Nel bel documentario Violin makers (2013), Renato Scrollavezza parla della gelosia che i maestri liutai avevano nello svelare i segreti del mestiere: è ancora così?

No, non credo. Ritengo che il non voler condividere le proprie conoscenze sia, più che un motivo di orgoglio, un sintomo di insicurezza. Renato, probabilmente, non ha avuto molta fortuna nei rapporti con gli altri liutai, ma oggi non credo sia più così.

Come si fa a diventare liutai oggi?

In Italia abbiamo principalmente tre scuole professionali di liuteria: Cremona, Milano (Scuola comunale) e la nostra scuola di Parma [la Scuola Internazionale di Liuteria Accademia Renato Scrollavezza, nata nel 1975, ndr]. Propongono tutte corsi della durata di circa 5 anni, dove si gettano le basi del mestiere.

A proposito di “segreti”: come scegliere un buon legno per realizzare uno strumento che unisca qualità estetica e funzionalità?

Bisogna cercare del materiale che abbia delle qualità contrastanti: dev’essere al contempo rigido e leggero. È difficile da trovare, perché normalmente il legno rigido è anche pesante. Il nostro abete, in particolare, viene dall’Alto Adige.

Quali sono le caratteristiche dei vostri strumenti?

Cerchiamo di seguire la scuola emiliano-romagnola, essendo allievi di Renato Scrollavezza, il padre della mia socia Elisa. Qui in ambito parmigiano, tale tradizione si rifà a Gaetano Sgarabotto, fondatore della scuola di Parma negli anni ’20 del Novecento. Altra figura importante per noi è Giuseppe Fiorini, della scuola bolognese.

Negli ultimi tempi, poi, si sono acquisite conoscenze più raffinate nell’ambito dell’acustica, ragion per cui credo che i liutai della nostra generazione operino scelte più consapevoli in tal senso.
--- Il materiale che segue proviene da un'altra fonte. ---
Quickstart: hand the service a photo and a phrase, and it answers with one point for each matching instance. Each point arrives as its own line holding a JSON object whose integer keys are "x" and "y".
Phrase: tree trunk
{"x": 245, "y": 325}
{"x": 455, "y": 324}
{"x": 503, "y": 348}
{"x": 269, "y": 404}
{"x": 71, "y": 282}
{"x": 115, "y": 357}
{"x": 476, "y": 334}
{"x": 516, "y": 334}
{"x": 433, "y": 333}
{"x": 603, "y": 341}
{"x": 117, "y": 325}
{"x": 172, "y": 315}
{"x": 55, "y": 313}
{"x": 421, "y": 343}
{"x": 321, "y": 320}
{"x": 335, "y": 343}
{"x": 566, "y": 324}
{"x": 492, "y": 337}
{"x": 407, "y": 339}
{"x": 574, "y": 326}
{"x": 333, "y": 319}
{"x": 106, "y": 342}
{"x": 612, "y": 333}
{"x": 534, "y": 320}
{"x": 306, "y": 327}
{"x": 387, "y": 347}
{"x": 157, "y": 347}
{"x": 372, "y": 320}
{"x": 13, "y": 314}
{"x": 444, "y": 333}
Parlando di consapevolezza: è vero quel che si dice del Guarneri, i cui famosi strumenti sarebbero imprecisi dal punto di vista formale?

Il primo storico della liuteria e collezionista di strumenti antichi, Ignazio Alessandro Cozio, conte di Salabue, metteva gli strumenti di Guarneri tra le ultime categorie in merito alla qualità della lavorazione. Renato Scrollavezza è stato a lungo curatore del famoso Cannone amato da Paganini (che oggi si trova a Genova ed è curato da Bruce Carlson), e condivideva questa opinione.
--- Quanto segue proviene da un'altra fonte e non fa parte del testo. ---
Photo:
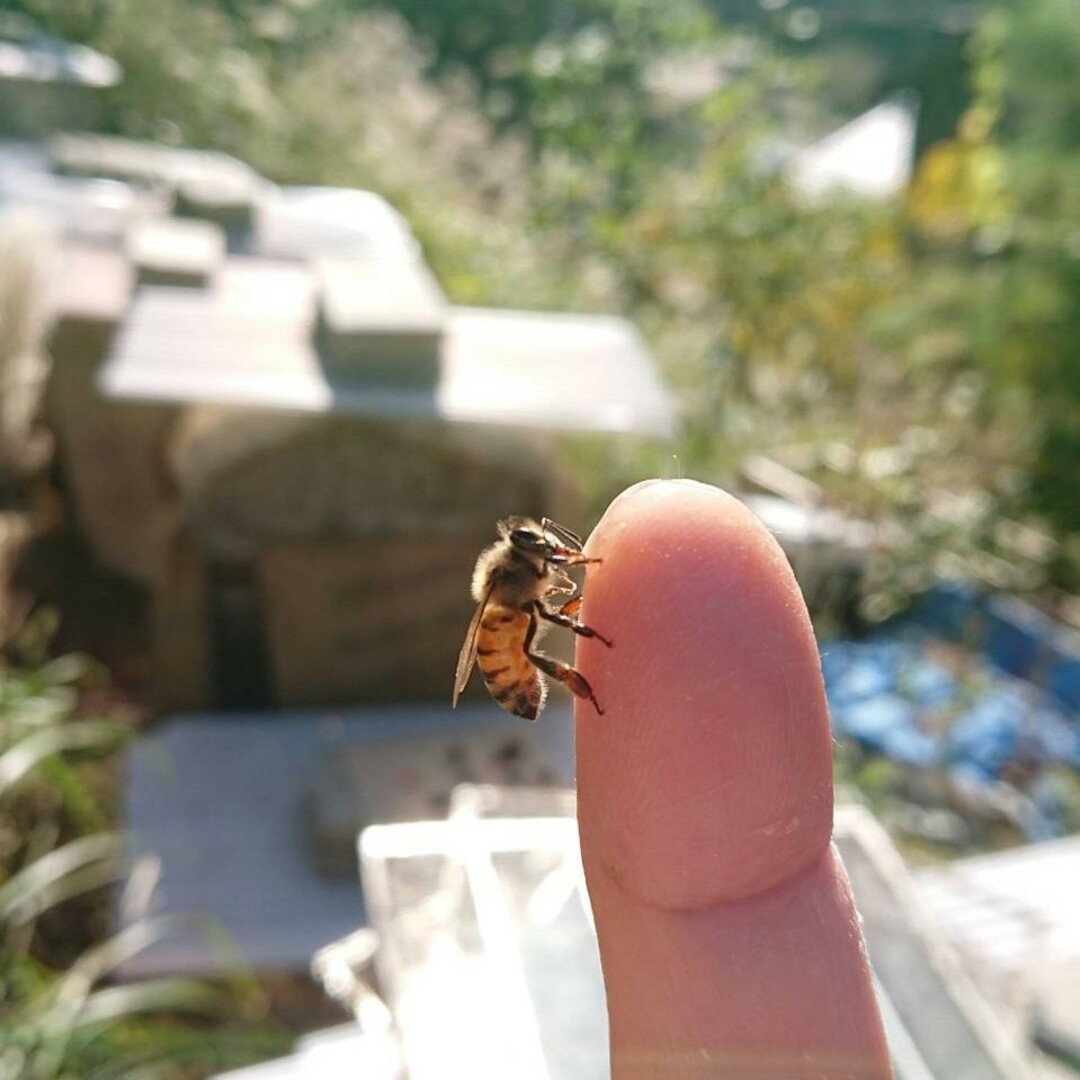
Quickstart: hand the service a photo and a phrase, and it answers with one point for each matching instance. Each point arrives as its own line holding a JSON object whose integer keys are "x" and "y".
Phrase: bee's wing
{"x": 468, "y": 656}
Cosa si sente di consigliare a un liutaio che iniziasse ora la sua attività?

Essere aderenti alla tradizione di appartenenza: i nostri strumenti italiani sono apprezzati all’estero perché riflettono una caratteristica particolare del territorio, un po’ come accade per il cibo. Un intenditore apprezza la liuteria napoletana o veneziana in quanto tali. Purtroppo, si nota (già dagli anni ’70) una tendenza ad andare nel senso opposto, creando strumenti standardizzati.

Qual è il vostro rapporto con Cremona Musica? Cosa troveremo al vostro stand?

Frequentiamo regolarmente Cremona e la fiera, sin dalle sue origini: è la nostra vetrina più importante, sia per gli strumenti nuovi che per l’antiquariato. Sarà possibile trovare strumenti della liuteria classica e nostre creazioni. Inoltre, quest’anno siamo particolarmente orgogliosi di presentare il nostro nuovo libro Liuteria mantovana, di prossima pubblicazione.